The Gross–Siebert program builds on an earlier, differential-geometric, proposal of Strominger, Yau, and Zaslow, in which the Calabi–Yau manifold is fibred by special Lagrangian tori, and the mirror by dual tori. The program's central idea is to translate this into an algebro-geometric construction in an appropriate limit, involving combinatorial data associated with a degenerating family of Calabi–Yau manifolds.

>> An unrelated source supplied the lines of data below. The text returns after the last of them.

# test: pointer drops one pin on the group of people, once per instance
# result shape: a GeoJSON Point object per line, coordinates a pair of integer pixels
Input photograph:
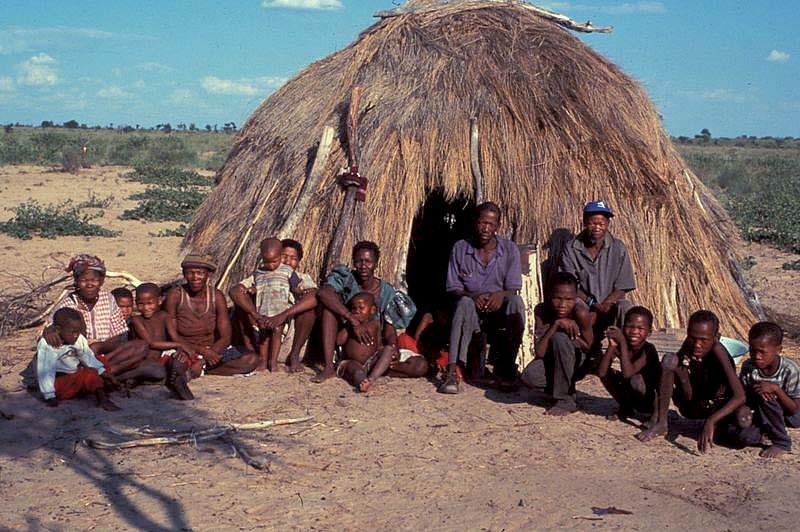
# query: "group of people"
{"type": "Point", "coordinates": [94, 342]}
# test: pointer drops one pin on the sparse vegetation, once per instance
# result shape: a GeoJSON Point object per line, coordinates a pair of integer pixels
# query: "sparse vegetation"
{"type": "Point", "coordinates": [49, 221]}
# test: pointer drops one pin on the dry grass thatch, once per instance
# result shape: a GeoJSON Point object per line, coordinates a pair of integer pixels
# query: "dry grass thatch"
{"type": "Point", "coordinates": [559, 125]}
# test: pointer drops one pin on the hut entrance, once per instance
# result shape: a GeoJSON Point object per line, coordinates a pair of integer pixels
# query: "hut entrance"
{"type": "Point", "coordinates": [436, 227]}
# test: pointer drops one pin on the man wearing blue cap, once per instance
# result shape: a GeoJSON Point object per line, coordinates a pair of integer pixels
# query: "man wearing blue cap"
{"type": "Point", "coordinates": [603, 268]}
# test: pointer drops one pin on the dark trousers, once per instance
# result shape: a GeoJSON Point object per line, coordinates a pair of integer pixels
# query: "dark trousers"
{"type": "Point", "coordinates": [770, 419]}
{"type": "Point", "coordinates": [503, 329]}
{"type": "Point", "coordinates": [563, 367]}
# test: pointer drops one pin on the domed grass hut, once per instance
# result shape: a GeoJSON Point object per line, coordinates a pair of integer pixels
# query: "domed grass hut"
{"type": "Point", "coordinates": [445, 104]}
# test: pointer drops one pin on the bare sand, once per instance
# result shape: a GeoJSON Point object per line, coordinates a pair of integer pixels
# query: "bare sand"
{"type": "Point", "coordinates": [400, 457]}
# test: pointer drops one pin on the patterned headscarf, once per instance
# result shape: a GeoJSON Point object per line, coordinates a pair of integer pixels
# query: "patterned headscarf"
{"type": "Point", "coordinates": [81, 263]}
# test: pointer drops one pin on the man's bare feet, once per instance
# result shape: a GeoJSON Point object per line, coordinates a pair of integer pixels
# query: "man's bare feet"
{"type": "Point", "coordinates": [325, 374]}
{"type": "Point", "coordinates": [561, 409]}
{"type": "Point", "coordinates": [659, 429]}
{"type": "Point", "coordinates": [773, 451]}
{"type": "Point", "coordinates": [106, 404]}
{"type": "Point", "coordinates": [293, 365]}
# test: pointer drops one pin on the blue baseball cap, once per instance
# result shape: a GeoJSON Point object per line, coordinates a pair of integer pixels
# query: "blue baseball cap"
{"type": "Point", "coordinates": [597, 207]}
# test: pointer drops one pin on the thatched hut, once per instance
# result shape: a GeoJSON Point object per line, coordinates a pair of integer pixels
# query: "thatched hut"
{"type": "Point", "coordinates": [554, 125]}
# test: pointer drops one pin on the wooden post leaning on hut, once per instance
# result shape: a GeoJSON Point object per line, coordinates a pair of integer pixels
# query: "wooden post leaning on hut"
{"type": "Point", "coordinates": [350, 182]}
{"type": "Point", "coordinates": [475, 161]}
{"type": "Point", "coordinates": [310, 184]}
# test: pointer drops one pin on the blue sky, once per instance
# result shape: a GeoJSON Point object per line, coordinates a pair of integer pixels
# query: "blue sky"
{"type": "Point", "coordinates": [731, 67]}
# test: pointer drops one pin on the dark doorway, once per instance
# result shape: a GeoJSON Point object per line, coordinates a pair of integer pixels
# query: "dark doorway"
{"type": "Point", "coordinates": [437, 226]}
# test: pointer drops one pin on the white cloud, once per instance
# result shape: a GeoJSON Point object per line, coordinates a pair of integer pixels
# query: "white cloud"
{"type": "Point", "coordinates": [626, 8]}
{"type": "Point", "coordinates": [113, 91]}
{"type": "Point", "coordinates": [18, 40]}
{"type": "Point", "coordinates": [181, 96]}
{"type": "Point", "coordinates": [6, 84]}
{"type": "Point", "coordinates": [241, 87]}
{"type": "Point", "coordinates": [303, 4]}
{"type": "Point", "coordinates": [38, 70]}
{"type": "Point", "coordinates": [778, 56]}
{"type": "Point", "coordinates": [216, 85]}
{"type": "Point", "coordinates": [152, 66]}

It draws on many areas of geometry, analysis and combinatorics and has made a deep impact on fields such as tropical and non-archimedean geometry, logarithmic geometry, the calculation of Gromov–Witten invariants, the theory of cluster algebras and combinatorial representation theory.

==Selected publications==

- Topological Mirror Symmetry, Inventiones Mathematicae, vol. 144, 2001, pp. 75–137,
- with D. Joyce, D. Huybrechts (eds.), Calabi–Yau Manifolds and related Geometries (Nordfjordeid 2001), Springer ; 2012 reprint ISBN 978-3-540-44059-8
- with B. Siebert: From real affine geometry to complex geometry, Annals of Mathematics, vol. 174, 2011, pp. 1301–1428,
- with Paul S. Aspinwall, Tom Bridgeland, Alastair Craw, Michael R. Douglas, Anton Kapustin, Gregory W. Moore, Graeme Segal, Balázs Szendrői, and P. M. H. Wilson: Dirichlet branes and Mirror Symmetry, Clay Mathematics Monographs 4, 2009
- Tropical geometry and mirror symmetry , CBMS Regional conference series in Mathematics 114, AMS, 2011
- Mirror Symmetry for $P^2$ and Tropical Geometry, Preprint 2009,
- The Strominger–Yau–Zaslow conjecture: From torus fibrations to degenerations, AMS Symposium Algebraic Geometry, Seattle 2005, Preprint 2008,
- Mirror Symmetry and the Strominger–Yau–Zaslow conjecture, Current Developments in Mathematics 2012,

===Awards and honors===
Gross was an Invited Speaker, jointly with Siebert, with talk Local mirror symmetry in the tropics at the International Congress of Mathematicians in Seoul 2014. In 2016 Gross and Siebert jointly received the Clay Research Award. Gross was elected a Fellow of the Royal Society in 2017.